Il tumore renale è più frequente negli uomini: dei 13.500 nuovi casi che si registrano ogni anno, 9 mila riguardano i maschi. Ed è difficilissimo da individuare. Il suo sintomo più comune è la comparsa di sangue nelle urine, a volte talmente modesta da poter essere rilevata solo al microscopio, Basti pensare che nel 60% dei nuovi casi annuali la malattia viene scoperta durante esami medici condotti per altri problemi di salute. Proprio per questa sua difficoltà di individuazione, – prosegue il prof. Mirone – il tumore del rene è stato a lungo definito ‘incidentaloma’. Da sottolineare anche come il 55% di questi carcinomi si presenta alla diagnosi circoscritto solo al rene, mentre nel 30% dei casi ha già sviluppato metastasi. Il trattamento di elezione contro il cancro del rene è rappresentato dalla chirurgia, soprattutto in considerazione degli enormi progressi consentiti dalla robotica negli ultimi anni. Chemioterapia e radioterapia, da sempre poco efficaci, vengono ormai scarsamente utilizzate. A rivoluzionare la pratica clinica è stata l’introduzione dei farmaci biologici prima e dell’immunoterapia poi, ma i notevoli risultati in termini di efficacia di quest’ultima sono stati a lungo accompagnati da diversi effetti collaterali temporanei: debolezza, stanchezza, nausea, vomito, perdita appetito, anemia e alterazioni cutanee”. 

 

“I nuovi farmaci permettono oggi di ottenere due grandi risultati – spiega Andrea Minervini, responsabile dell’ufficio ricerca della SIU e direttore del Dipartimento di urologia oncologica mininvasiva robotica ed andrologica dell’azienda ospedaliera universitaria Careggi (Firenze) – per la prima volta l’immunoterapia, somministrata in una fase precoce, subito dopo la chirurgia, ha dimostrato di ridurre in modo significativo il rischio di recidiva del tumore del rene, mostrando al contempo un profilo di tollerabilità da parte del paziente assolutamente favorevole.
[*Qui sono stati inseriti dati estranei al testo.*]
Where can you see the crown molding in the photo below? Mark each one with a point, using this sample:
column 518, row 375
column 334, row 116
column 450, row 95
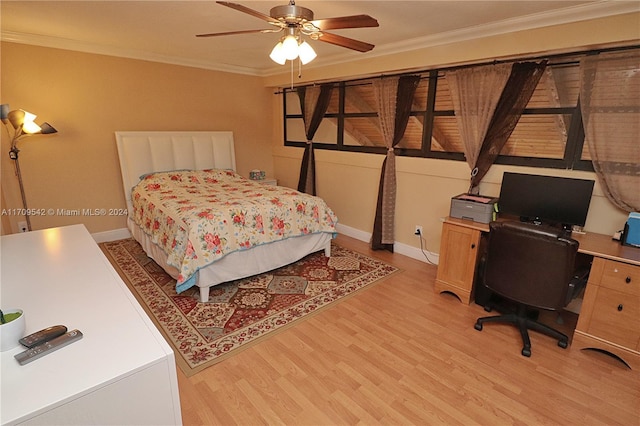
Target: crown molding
column 601, row 9
column 80, row 46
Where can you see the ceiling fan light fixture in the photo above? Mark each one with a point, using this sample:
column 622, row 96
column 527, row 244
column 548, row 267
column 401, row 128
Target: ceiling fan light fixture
column 306, row 53
column 290, row 47
column 277, row 54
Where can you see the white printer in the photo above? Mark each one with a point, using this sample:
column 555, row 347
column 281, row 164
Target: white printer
column 474, row 207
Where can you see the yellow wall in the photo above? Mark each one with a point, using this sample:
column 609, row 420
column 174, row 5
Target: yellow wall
column 87, row 98
column 349, row 181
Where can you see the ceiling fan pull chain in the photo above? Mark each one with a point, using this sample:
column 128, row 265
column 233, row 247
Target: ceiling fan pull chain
column 291, row 75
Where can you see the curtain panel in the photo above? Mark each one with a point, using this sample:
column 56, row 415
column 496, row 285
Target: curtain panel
column 394, row 97
column 314, row 101
column 475, row 92
column 610, row 105
column 517, row 92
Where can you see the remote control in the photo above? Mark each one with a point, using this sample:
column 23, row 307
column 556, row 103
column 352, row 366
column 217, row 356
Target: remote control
column 48, row 347
column 43, row 335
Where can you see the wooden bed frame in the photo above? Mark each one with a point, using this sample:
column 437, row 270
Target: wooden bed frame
column 146, row 152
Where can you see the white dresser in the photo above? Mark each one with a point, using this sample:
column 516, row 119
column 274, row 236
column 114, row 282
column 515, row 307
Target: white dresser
column 121, row 372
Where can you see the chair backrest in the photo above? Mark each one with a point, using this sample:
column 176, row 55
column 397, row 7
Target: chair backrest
column 530, row 264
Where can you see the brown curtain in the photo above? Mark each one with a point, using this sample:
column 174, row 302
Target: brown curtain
column 520, row 86
column 314, row 101
column 394, row 96
column 610, row 104
column 475, row 92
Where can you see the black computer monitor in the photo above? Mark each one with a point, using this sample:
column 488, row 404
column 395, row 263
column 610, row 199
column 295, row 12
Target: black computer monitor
column 546, row 199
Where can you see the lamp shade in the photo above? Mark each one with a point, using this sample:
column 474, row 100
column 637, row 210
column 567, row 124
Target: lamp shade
column 306, row 53
column 47, row 129
column 4, row 112
column 277, row 54
column 290, row 47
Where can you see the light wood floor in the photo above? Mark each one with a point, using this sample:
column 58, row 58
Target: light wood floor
column 396, row 353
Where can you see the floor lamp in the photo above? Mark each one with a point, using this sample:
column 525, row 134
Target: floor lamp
column 23, row 125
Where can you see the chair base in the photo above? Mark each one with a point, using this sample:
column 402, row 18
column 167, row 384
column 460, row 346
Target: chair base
column 524, row 324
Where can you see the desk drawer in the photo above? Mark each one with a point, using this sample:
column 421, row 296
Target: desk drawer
column 616, row 318
column 620, row 276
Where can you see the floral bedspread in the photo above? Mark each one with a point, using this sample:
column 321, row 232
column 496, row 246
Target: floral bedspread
column 198, row 217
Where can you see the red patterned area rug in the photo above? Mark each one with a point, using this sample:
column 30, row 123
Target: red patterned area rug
column 240, row 312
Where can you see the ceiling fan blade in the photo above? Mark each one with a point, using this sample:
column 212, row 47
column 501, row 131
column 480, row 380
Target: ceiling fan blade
column 238, row 32
column 355, row 21
column 249, row 11
column 349, row 43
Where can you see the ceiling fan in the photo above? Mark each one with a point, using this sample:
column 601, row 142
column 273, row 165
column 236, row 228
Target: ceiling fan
column 296, row 21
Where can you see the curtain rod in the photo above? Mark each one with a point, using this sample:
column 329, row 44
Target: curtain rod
column 425, row 72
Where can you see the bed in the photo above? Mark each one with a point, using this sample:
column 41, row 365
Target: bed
column 155, row 158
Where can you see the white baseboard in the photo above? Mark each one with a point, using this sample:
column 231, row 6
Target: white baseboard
column 400, row 248
column 113, row 235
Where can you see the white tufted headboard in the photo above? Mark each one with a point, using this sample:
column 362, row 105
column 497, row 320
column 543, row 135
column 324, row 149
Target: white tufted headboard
column 146, row 152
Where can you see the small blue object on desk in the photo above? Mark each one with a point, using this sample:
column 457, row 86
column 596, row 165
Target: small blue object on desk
column 631, row 235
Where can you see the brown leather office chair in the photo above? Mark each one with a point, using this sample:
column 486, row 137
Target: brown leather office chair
column 533, row 266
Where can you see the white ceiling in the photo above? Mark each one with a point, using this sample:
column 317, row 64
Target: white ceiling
column 165, row 31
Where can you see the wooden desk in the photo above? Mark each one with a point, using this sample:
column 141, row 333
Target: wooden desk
column 609, row 318
column 121, row 372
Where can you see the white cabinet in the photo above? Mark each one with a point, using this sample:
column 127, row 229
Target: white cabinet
column 121, row 372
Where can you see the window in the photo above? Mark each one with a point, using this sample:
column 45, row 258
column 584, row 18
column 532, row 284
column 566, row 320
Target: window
column 549, row 133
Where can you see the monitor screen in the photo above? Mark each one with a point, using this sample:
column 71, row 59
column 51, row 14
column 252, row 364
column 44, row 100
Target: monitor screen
column 548, row 199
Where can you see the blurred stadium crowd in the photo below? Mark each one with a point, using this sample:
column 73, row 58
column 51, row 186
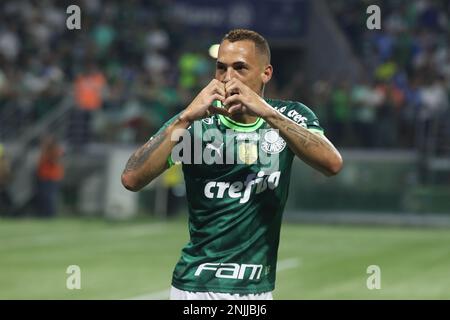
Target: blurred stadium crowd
column 131, row 65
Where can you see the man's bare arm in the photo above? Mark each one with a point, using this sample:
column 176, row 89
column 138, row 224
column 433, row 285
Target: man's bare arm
column 314, row 149
column 150, row 160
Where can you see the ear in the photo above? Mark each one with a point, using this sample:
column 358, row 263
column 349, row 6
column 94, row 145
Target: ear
column 267, row 74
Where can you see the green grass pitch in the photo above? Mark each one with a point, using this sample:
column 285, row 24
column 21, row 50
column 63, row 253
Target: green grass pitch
column 122, row 260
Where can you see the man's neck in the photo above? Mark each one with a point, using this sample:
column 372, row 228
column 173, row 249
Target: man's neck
column 244, row 118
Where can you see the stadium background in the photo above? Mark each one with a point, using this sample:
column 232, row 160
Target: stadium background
column 381, row 95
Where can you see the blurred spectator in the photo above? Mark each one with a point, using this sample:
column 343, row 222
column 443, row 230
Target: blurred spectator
column 5, row 176
column 89, row 89
column 50, row 172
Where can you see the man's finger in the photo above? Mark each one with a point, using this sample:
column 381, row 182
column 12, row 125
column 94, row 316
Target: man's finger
column 232, row 99
column 235, row 108
column 221, row 111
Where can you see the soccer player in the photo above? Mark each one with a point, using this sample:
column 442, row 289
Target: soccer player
column 235, row 208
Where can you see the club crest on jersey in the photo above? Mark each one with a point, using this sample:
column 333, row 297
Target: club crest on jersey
column 208, row 121
column 247, row 152
column 272, row 142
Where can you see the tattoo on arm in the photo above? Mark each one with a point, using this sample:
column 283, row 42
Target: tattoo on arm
column 308, row 138
column 141, row 155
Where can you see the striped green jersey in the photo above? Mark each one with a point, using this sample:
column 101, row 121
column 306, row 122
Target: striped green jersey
column 236, row 201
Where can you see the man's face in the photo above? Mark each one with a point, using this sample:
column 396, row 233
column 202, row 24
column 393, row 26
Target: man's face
column 241, row 60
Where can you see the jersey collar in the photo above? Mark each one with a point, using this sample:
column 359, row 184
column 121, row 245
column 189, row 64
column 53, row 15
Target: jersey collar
column 243, row 127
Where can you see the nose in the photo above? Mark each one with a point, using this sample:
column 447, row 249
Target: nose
column 228, row 75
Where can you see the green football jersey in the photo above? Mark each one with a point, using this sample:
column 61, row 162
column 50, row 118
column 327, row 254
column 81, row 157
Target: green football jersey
column 237, row 181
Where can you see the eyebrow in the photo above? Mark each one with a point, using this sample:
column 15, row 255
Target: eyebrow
column 234, row 64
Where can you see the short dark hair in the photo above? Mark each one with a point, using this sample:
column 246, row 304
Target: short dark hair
column 244, row 34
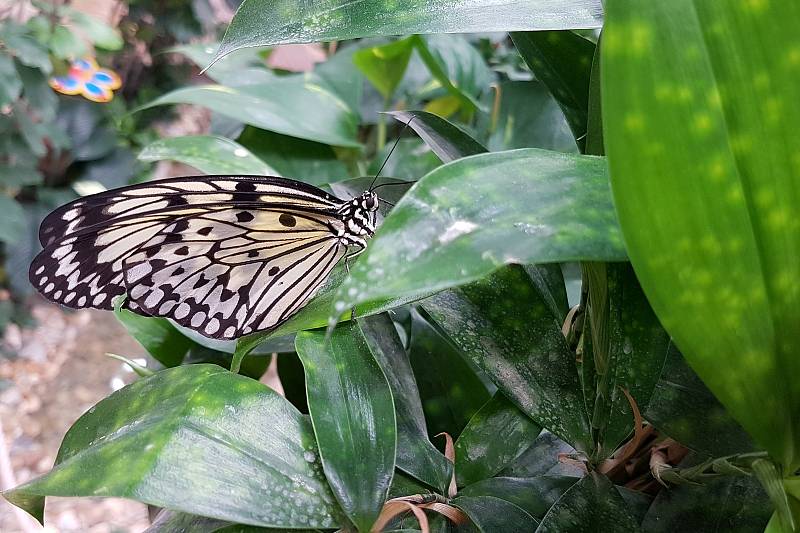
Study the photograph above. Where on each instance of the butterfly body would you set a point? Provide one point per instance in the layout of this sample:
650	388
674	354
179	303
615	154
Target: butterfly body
223	255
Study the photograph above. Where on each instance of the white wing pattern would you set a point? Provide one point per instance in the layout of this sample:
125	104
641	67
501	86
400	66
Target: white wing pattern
223	255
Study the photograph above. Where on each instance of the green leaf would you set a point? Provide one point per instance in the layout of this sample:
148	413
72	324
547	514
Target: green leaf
490	514
415	453
410	160
98	32
10	84
471	216
287	105
683	408
12	220
632	356
450	390
448	141
207	153
303	160
592	504
37	92
534	494
503	324
157	335
456	65
243	67
562	60
352	411
19	175
712	230
730	504
385	65
541	459
25	48
196	439
263	22
529	117
494	436
293	380
65	44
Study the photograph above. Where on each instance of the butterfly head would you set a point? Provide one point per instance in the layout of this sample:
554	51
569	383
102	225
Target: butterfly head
368	201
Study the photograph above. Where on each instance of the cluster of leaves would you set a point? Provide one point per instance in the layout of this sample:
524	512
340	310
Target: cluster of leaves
567	405
54	147
44	138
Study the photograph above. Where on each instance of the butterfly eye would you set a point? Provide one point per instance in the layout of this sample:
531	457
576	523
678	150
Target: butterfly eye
371	202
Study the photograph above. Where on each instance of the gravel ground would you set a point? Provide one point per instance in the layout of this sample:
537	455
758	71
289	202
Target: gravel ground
59	371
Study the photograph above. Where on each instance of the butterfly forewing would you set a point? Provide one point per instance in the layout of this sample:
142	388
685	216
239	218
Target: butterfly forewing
226	278
223	255
172	195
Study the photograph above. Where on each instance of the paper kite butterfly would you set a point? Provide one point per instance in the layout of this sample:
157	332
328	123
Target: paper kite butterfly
223	255
88	80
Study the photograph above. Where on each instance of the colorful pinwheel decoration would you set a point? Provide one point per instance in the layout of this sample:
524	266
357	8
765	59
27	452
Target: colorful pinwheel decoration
89	80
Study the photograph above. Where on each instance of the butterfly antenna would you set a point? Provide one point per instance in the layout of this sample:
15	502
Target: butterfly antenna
399	135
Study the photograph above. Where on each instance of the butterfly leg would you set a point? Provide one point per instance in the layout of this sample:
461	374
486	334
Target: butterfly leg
359	249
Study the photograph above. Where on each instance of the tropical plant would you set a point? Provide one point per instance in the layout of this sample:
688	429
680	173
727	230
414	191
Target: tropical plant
545	337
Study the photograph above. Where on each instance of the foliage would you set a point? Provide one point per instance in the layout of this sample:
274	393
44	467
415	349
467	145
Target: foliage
568	413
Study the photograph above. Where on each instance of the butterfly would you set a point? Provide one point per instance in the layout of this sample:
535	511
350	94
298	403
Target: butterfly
223	255
86	78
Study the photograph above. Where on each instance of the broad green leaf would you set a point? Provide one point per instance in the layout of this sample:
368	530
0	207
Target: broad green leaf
156	335
591	504
352	411
730	504
503	324
410	160
469	217
549	280
196	439
293	380
542	459
303	160
416	455
65	44
37	92
385	65
703	157
262	22
98	32
252	367
244	67
683	408
528	117
25	48
533	494
448	141
494	436
208	154
14	176
287	105
562	60
167	521
457	66
12	220
632	357
450	390
339	75
490	514
315	313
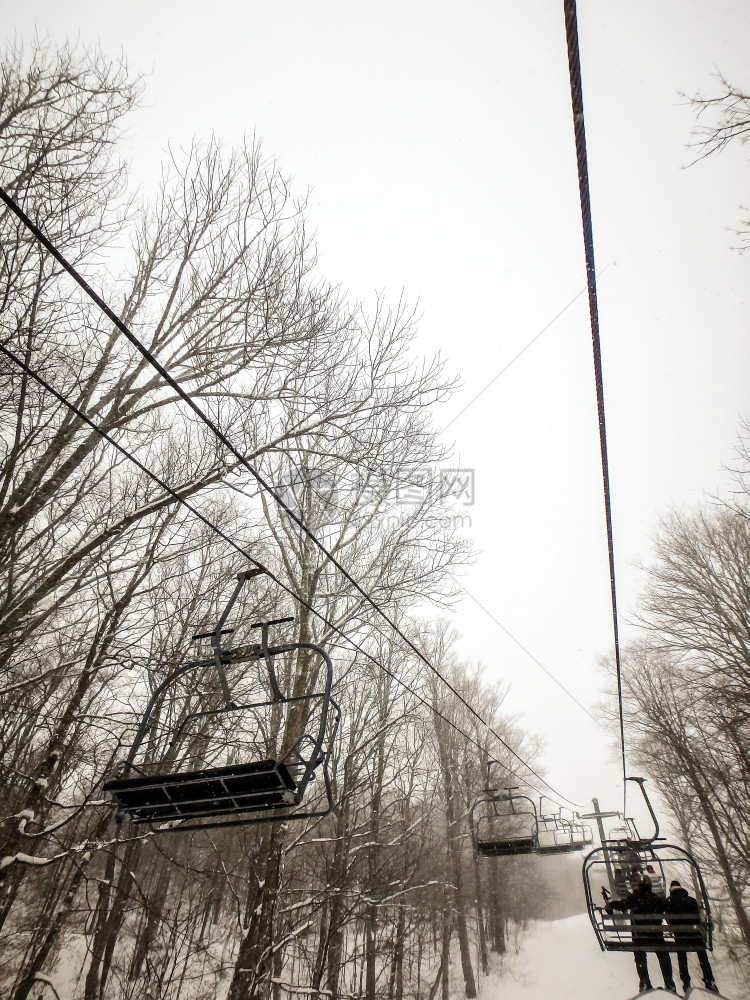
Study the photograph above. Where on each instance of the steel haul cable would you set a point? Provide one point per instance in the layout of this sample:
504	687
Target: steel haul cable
329	624
576	95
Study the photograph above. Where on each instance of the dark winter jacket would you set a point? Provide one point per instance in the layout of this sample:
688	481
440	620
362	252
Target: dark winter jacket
647	910
684	917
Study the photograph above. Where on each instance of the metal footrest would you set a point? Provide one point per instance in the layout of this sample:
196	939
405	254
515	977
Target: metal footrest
220	791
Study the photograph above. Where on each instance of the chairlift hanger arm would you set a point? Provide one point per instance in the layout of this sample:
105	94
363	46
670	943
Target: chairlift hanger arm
642	782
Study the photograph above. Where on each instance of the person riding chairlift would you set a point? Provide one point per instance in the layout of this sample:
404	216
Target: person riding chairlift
647	911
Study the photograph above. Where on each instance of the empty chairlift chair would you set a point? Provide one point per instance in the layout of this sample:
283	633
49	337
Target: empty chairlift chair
613	871
559	835
504	824
241	761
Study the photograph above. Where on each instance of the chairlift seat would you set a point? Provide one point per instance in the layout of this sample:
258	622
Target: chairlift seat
251	787
507	847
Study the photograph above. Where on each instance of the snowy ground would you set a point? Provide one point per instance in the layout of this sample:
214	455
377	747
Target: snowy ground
560	960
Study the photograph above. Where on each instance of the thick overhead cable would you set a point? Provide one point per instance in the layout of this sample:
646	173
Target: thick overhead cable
576	94
175	385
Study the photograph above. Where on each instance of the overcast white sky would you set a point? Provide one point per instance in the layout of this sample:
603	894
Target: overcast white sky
437	142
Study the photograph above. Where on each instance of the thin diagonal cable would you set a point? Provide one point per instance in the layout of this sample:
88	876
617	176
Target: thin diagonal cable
576	95
203	416
32	373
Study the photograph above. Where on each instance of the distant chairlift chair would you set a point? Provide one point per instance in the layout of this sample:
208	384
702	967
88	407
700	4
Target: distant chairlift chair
241	790
503	824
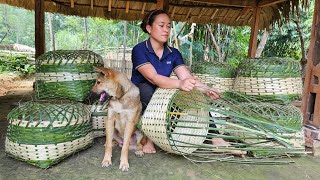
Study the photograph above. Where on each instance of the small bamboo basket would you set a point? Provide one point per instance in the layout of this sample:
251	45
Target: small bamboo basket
273	79
66	74
43	133
217	75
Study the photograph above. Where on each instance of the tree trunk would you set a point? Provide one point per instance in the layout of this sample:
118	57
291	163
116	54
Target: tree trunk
52	41
85	46
262	43
303	60
215	44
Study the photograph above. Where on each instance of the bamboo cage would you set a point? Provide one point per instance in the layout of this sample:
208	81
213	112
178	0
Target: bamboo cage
272	79
214	74
43	133
186	122
66	74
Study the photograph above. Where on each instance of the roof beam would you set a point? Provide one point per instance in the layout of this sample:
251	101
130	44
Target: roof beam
163	4
230	3
265	3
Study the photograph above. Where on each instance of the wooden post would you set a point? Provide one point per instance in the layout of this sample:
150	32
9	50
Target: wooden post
39	27
311	95
254	32
163	4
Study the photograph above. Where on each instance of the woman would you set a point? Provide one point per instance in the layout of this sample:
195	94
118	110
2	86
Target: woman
153	62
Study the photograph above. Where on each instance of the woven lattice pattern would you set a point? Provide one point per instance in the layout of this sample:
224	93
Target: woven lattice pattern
218	75
270	78
66	74
43	133
186	122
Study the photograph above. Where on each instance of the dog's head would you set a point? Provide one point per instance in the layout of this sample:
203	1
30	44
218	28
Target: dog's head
107	82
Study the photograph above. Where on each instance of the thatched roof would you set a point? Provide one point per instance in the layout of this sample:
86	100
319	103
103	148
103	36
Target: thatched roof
229	12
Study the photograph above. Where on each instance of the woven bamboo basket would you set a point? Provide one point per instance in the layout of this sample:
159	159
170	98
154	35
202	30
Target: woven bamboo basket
273	79
43	133
186	122
218	75
99	114
66	74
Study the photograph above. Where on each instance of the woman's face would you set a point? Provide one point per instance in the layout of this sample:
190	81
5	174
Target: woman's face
160	28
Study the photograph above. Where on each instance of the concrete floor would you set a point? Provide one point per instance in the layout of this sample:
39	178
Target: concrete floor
86	164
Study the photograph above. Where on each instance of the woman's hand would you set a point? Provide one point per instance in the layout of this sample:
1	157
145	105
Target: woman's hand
187	84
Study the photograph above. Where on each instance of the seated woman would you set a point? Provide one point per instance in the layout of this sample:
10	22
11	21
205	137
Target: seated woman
153	62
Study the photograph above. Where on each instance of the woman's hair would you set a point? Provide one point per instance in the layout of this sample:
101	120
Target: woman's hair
150	17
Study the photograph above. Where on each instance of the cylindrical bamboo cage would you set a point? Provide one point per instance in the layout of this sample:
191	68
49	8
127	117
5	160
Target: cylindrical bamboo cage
187	123
273	79
66	74
43	133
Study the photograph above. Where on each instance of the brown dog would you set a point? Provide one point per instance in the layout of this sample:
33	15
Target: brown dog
123	113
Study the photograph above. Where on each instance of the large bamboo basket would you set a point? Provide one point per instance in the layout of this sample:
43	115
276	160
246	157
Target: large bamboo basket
66	74
186	122
218	75
44	133
273	79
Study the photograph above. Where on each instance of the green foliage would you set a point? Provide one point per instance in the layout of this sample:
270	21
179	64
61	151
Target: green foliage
285	42
16	63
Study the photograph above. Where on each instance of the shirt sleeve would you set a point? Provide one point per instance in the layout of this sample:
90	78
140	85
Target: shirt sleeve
178	60
138	57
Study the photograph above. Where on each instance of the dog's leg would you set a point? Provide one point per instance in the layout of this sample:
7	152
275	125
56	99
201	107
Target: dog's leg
106	162
130	125
139	149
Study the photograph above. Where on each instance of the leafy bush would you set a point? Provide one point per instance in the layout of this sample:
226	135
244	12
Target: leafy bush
16	63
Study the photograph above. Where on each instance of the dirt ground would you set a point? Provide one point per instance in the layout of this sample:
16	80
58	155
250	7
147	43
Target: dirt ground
86	164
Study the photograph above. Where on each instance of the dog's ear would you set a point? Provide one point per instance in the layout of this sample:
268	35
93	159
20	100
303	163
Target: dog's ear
119	91
104	71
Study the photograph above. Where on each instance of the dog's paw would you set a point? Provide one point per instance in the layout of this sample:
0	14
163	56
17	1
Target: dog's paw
106	163
124	166
139	153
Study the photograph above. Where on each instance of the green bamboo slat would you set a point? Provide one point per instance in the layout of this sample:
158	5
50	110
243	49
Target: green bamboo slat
45	132
66	74
179	122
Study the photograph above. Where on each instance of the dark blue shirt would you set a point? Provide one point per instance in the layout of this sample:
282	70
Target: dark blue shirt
143	53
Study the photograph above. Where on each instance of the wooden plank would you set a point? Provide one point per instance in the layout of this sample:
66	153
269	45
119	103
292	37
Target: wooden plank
214	13
143	8
265	3
225	2
163	4
173	11
127	6
313	58
254	32
243	12
109	5
39	27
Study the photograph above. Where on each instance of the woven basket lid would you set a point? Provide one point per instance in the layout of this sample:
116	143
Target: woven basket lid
47	122
67	74
270	67
68	61
216	69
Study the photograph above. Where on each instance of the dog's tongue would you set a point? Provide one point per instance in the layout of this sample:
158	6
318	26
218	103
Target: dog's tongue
103	97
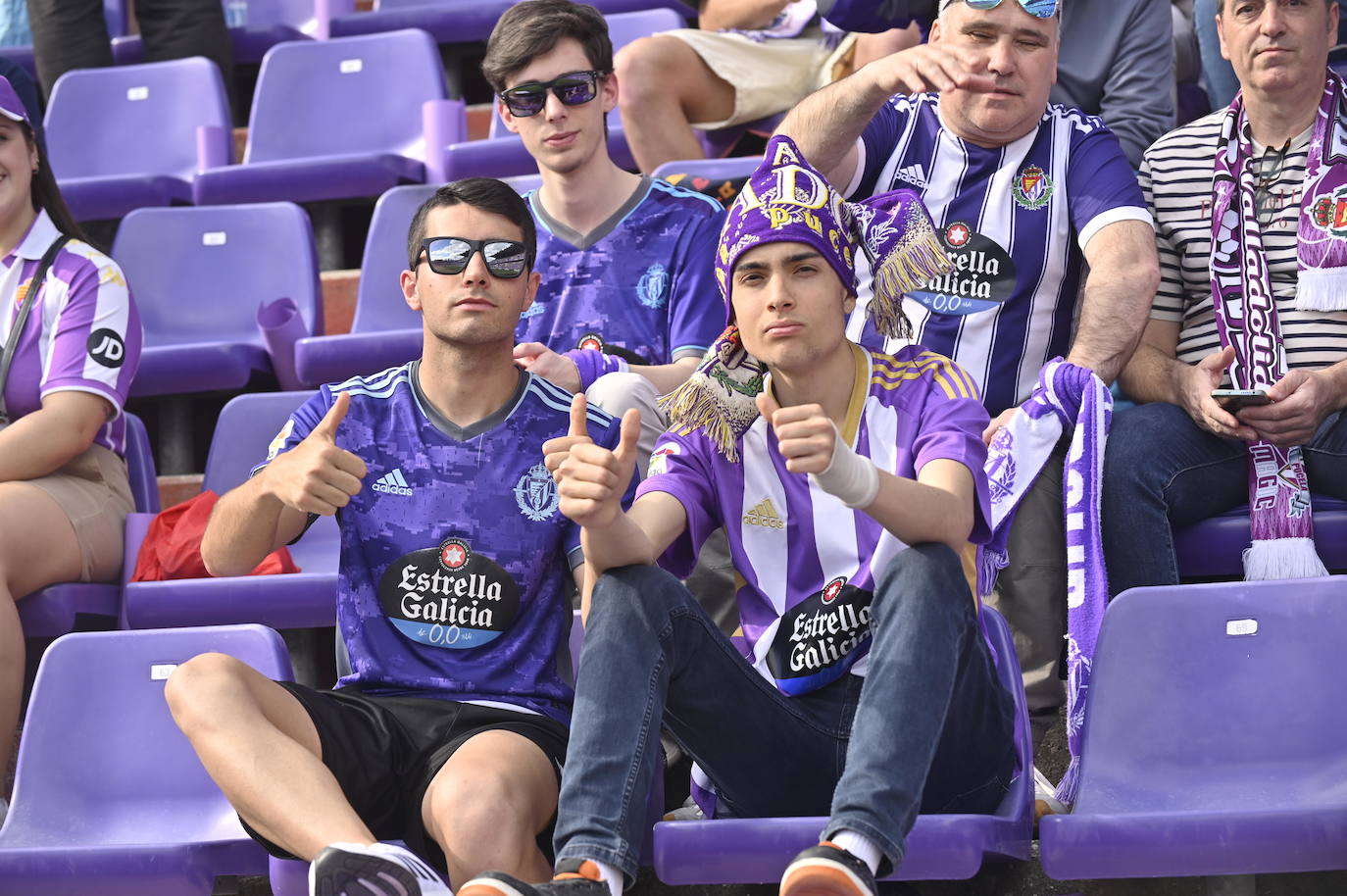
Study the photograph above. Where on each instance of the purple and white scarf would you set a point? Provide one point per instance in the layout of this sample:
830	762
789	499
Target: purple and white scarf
1245	306
1067	396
Un recente studio di fase 3 KEYNOTE-564 ha valutato Pembrolizumab, terapia anti-PD-1 come potenziale trattamento adiuvante nei pazienti con carcinoma a cellule renali (RCC) a rischio intermedio-alto o alto di recidiva dopo nefrectomia (cioè l’asportazione chirurgica di un rene) o dopo nefrectomia e resezione delle lesioni metastatiche. A distanza di 24 mesi, Pembrolizumab ha dimostrato una riduzione del 32% del rischio di recidiva di malattia rispetto al placebo. È stata inoltre osservata una tendenza favorevole di sopravvivenza globale, i cui risultati definitivi sono ancora in corso di definizione. Interessante notare come nel 7% dei casi Pembrolizumab sia stato somministrato dopo chirurgia conservativa renale (ossia dopo sola asportazione della malattia tumorale, lasciando intatta la porzione di rene sano). Questo studio apre quindi le porte alla possibilità di terapia adiuvante da eseguirsi anche dopo nefrectomia parziale nei casi di patologia più aggressiva”. 

 

In definitiva, il fatto di poter disporre di nuove molecole, unitamente ai vantaggi in termini di precisione chirurgica e recupero postoperatorio assicurati dalla chirurgia robot-assistita, hanno permesso da un lato di estendere ulteriormente l’indicazione della chirurgia conservativa renale anche a tumori renali più avanzati, dall’altro di poter garantire ai nostri pazienti migliori risultati sia da un punto di vista oncologico che funzionale. “Tra le nuove strategie terapeutiche a disposizione nel trattamento del tumore del rene avanzato – conclude il prof. Minervini – c’è anche l’utilizzo del Nivolumab in associazione al Cabozantinib. Secondo un recente studio di fase 3, Checkmate 9ER, nel carcinoma a cellule renali avanzato, a circa 33 mesi di distanza dal trattamento, questa associazione continua a mostrare, rispetto alla terapia con Sunitinib, una superiorità in sopravvivenza globale (37,7 mesi vs. 34,3 mesi), sopravvivenza libera da progressione (16,6 mesi vs. 8,3 mesi,) tasso di risposta obiettiva, durata della risposta e risposta completa”.